ANN ARBOR, Mich. — Michigan Medicine is notifying approximately 33,850 patients about employee email accounts that were compromised which may have exposed some of their health information.

From Aug. 15-23, a cyber attacker targeted Michigan Medicine employees with an email “phishing” scam, officials said. In this scam, they explained, the attacker lured employees to a webpage designed to get them to enter their Michigan Medicine login information. Four Michigan Medicine employees entered their login information and then inappropriately accepted multifactor authentication prompts which allowed the cyber attacker to access their Michigan Medicine e-mail accounts.

Michigan Medicine learned the email accounts were compromised on Aug. 23. The accounts were disabled as soon as possible so no further access could take place and password changes were made.

“Patient privacy is extremely important to us, and we take this matter very seriously. Michigan Medicine took steps immediately to investigate this matter and is implementing additional safeguards to reduce risk to our patients and help prevent recurrence,” said Jeanne Strickland, Michigan Medicine chief compliance officer.

Michigan Medicine officials, in a press release, said no evidence was uncovered during the investigation to suggest that the aim of the attack was to obtain patient health information from the compromised email accounts, but data theft could not be ruled out.

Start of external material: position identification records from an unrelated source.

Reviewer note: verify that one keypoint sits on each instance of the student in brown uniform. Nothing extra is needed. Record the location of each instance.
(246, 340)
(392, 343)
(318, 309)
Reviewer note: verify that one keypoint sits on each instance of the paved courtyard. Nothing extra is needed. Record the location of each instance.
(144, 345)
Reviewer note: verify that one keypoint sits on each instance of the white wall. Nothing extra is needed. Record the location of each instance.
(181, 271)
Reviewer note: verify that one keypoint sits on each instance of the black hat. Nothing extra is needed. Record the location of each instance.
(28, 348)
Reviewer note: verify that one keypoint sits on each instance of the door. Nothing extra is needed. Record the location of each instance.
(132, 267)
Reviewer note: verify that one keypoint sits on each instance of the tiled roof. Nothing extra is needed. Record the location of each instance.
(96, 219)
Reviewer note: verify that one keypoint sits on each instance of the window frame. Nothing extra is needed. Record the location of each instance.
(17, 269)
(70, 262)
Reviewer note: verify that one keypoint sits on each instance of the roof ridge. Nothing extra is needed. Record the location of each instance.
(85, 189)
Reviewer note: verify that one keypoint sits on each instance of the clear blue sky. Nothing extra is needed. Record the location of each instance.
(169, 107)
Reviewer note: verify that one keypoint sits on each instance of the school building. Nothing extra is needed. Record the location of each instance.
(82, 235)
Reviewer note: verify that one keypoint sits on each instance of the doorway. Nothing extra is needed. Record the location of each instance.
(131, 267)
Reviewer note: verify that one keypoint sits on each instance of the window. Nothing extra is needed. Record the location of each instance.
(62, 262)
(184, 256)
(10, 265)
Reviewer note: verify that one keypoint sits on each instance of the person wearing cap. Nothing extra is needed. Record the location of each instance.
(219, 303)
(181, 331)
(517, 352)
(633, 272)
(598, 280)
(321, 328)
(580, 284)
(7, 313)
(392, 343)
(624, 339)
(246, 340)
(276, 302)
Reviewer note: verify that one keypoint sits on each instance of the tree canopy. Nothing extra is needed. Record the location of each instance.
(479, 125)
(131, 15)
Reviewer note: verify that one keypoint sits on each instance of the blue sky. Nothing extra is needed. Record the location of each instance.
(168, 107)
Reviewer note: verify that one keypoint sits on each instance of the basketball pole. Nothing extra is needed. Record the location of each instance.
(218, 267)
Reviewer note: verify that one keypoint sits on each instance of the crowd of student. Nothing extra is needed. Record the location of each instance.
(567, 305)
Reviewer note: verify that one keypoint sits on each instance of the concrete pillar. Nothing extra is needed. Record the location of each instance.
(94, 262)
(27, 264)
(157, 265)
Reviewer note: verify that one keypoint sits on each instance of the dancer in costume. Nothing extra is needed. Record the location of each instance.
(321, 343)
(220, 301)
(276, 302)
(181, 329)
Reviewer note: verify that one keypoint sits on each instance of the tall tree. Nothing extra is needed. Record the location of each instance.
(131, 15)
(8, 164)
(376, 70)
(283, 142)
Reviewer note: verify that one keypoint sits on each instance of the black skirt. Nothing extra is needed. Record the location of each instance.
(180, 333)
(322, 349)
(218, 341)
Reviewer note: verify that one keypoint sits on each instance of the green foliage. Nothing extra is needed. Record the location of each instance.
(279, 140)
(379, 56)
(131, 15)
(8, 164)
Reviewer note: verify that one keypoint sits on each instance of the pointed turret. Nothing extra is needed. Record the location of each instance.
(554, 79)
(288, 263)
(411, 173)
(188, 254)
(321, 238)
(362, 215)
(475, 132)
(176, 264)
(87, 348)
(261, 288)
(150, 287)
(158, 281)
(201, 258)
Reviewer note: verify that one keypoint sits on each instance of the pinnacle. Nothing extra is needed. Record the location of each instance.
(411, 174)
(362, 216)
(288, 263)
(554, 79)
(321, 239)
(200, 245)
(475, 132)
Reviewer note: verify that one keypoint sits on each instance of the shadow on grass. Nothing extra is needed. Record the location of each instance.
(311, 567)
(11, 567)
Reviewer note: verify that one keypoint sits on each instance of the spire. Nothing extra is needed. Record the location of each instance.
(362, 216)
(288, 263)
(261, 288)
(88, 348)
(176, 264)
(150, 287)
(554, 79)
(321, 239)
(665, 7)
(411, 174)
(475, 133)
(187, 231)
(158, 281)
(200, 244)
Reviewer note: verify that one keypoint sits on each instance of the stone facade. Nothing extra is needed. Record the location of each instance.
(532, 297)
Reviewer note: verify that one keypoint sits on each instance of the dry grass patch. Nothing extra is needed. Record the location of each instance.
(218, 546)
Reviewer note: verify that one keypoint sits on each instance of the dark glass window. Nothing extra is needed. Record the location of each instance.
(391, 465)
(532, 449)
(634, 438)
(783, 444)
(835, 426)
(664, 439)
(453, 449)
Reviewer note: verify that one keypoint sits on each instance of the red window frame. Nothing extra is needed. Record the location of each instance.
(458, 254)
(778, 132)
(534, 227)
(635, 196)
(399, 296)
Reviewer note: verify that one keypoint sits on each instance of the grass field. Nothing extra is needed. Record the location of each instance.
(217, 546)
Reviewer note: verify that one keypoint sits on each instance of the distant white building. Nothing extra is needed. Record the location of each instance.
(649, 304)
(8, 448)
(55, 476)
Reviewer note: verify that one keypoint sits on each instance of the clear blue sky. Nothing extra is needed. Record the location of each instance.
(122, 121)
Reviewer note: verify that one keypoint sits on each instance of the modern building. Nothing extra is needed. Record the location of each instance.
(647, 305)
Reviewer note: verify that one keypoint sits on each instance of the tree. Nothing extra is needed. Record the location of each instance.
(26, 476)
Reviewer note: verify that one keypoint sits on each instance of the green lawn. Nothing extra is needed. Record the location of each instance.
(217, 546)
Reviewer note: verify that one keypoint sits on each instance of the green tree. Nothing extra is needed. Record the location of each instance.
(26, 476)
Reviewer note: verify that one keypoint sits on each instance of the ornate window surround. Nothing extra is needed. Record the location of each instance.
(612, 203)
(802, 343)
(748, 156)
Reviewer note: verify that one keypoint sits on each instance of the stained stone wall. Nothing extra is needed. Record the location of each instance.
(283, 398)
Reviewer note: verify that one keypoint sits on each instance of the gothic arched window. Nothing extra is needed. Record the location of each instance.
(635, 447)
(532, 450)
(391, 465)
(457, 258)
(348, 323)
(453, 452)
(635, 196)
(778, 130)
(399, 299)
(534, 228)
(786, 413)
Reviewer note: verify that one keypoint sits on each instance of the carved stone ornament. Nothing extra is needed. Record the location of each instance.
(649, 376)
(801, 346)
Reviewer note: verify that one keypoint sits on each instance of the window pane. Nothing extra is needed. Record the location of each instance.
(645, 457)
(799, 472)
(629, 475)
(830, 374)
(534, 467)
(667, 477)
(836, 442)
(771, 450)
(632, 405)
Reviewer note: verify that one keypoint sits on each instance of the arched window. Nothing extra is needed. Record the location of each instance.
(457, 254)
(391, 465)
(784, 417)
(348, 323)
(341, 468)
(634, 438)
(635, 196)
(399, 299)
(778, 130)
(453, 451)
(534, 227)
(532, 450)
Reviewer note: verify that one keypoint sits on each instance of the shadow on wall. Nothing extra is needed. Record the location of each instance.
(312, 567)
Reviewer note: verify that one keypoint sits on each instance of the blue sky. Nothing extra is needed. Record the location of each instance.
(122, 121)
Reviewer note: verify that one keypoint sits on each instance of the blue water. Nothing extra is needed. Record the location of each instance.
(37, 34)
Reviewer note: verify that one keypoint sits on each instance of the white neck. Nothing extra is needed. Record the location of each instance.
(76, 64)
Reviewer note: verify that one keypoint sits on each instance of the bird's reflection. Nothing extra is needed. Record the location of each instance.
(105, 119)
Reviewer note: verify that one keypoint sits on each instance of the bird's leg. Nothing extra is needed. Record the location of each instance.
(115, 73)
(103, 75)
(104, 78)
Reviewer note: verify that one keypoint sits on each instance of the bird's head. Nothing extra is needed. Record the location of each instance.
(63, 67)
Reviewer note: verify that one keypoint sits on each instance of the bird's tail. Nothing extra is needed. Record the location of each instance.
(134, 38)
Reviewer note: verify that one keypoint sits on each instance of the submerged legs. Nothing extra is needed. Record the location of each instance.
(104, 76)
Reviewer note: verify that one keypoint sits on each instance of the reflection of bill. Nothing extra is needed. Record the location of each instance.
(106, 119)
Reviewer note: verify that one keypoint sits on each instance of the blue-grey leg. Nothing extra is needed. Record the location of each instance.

As a result, they said, the email accounts and their contents were presumed compromised.  Thus, all the emails and any attachments to them required a detailed, thorough review to determine if sensitive data about one or more patients was potentially impacted.

The review was completed Oct. 17. Affected patients will be notified by letter. Notices were mailed to the affected patients or their personal representatives Oct. 19-26. 

“Some emails and attachments were found to contain identifiable patient information such as name; medical record number; address; date of birth; diagnostic and treatment information; and/or health insurance information,” the release said. “The emails were job-related communications for coordination and care of patients, and information related to a specific patient varied, depending on a particular email or attachment.”